Among the brightest stories of the year was the response to the new requirement for continuing legal education, adopted by the Court on recommendation of the State Bar Association. As first proposed, this rule exempted judges. We believed strongly that if anybody was going to do it, everybody should do it, and adopted a rule which applied to all of us.
The response of the legal community has been overwhelming. To meet the minimum requirements of the rule, the state's 10,000 lawyers and judges would have had to register 60,000 hours of class time. Instead, we took 165,000 hours. Nearly all of this education occurred in programs sponsored by Indiana institutions: state and local bar association and our law schools. It should help build them as organizations.
In further action to build professionalism among Indiana lawyers, the Court became one of the first in the country to adopt the new ABA Rules of Professional Conduct. We also revised the ethical rules governing part-time prosecutors. The former rules posed special problems, particularly for prosecutors in small counties, because of the potential conflicts of interest between a part-time prosecutor's public responsibility and his or her private law practice. Justice Brent Dickson developed a new rule for us on this subject, in consultation with the Indiana Prosecuting Attorney's Council. We believe it goes a long way towards helping local prosecutors hire the best people to represent the public interest in criminal cases.
Another important rule change was prompted by Senate Concurrent Resolution 12, which urged the Supreme Court to curtail the use of specific monetary demands in pleadings. The occasional abuse of such pleadings fostered erroneous impressions and led to headlines like- "Attorney Files Billion Dollar Lawsuit." The proposal in your Resolution to prohibit such things was a good one, and we adopted it.
We have also made significant strides by hiring a professional law librarian, Ms.
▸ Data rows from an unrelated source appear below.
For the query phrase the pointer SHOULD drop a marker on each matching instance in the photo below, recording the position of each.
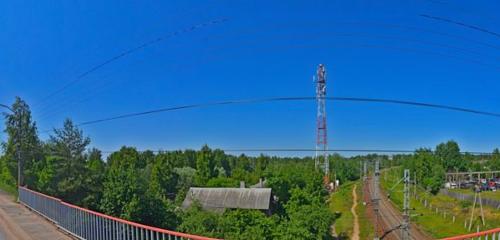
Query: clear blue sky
(266, 49)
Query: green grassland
(341, 203)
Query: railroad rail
(87, 224)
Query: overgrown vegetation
(149, 187)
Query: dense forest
(149, 186)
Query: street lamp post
(18, 150)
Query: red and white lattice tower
(321, 159)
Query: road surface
(18, 223)
(390, 217)
(355, 228)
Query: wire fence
(86, 224)
(493, 234)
Constance Matts, who comes to us from the law school library at Indianapolis. Although it is called the "Supreme Court Library," it is in fact the principal law library for all of state government, used regularly by Legislative Services, the Attorney General, and dozens of state agencies. We believe Ms. Matts will help us provide better service to everyone.
Another important initiative which you have made possible for the coming year relates to judicial ethics. The Judicial Study Commission formerly rendered staff support for the Commission on Judicial Qualifications, which receives and investigates complaints against judges. By transferring that responsibility to the Division of State Court Administration, you provided for the first full-time professional staff to monitor compliance with the canons of judicial ethics.
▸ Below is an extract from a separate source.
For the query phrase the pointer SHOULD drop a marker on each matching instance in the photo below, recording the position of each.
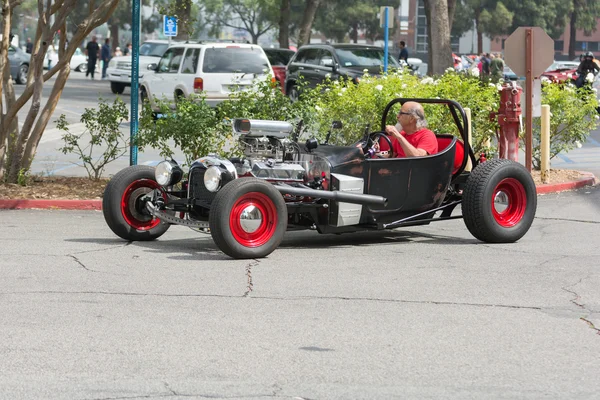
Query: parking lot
(424, 312)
The Qualifications Commission intends to take advantage of this opportunity by reorganizing its operations to give citizens and judges faster and more predictable resolution of complaints. It also wishes to create a more formal method by which judges can receive advice on particular ethical questions and improve the education which judges in courts of record and in the city and town courts receive on ethics. Finally, because we believe that a more visible compliance system will be a more credible one, we plan to report more regularly about the Commission's activities.
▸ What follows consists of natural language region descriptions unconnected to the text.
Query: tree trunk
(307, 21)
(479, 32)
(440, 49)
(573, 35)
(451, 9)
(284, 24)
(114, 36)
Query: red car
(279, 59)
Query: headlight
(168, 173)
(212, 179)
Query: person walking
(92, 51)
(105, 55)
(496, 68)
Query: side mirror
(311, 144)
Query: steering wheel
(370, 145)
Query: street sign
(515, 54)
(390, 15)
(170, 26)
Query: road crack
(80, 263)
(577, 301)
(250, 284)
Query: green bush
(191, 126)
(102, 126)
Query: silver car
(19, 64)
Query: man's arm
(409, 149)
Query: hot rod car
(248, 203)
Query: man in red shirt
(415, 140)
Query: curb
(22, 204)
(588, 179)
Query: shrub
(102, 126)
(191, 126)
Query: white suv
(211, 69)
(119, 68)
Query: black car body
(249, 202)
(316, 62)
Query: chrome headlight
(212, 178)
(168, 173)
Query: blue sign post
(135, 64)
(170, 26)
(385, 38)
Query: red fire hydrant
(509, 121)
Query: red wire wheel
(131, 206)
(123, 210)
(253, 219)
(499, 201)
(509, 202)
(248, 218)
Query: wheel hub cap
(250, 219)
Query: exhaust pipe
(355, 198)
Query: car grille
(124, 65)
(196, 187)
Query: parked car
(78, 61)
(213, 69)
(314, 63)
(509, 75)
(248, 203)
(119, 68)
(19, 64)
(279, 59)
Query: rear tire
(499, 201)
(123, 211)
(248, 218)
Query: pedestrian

The Court, the Judicial Conference, and the Judges Association regard this as an important opportunity to improve in an area critical to public confidence in the judiciary. We thank you for providing the resources to make it possible.
I believe that 1988 will give us excellent opportunities to:
These are exciting challenges which make us proud to serve the people of Indiana as judges. Most citizens come to court at a time when their dearest interests are at stake--family, home, job, liberty.
The judge’s challenge is to fulfill the citizen’s hope that he will find on the bench someone who will listen carefully to the evidence, find the truth of the matter, and give a wise decision in accordance with the laws which you have written.
Indiana's judges begin the new year with pride in what took place during 1987, and confident and determined that 1988 can be even better.
And, that, ladies and gentlemen, is the state of the judiciary.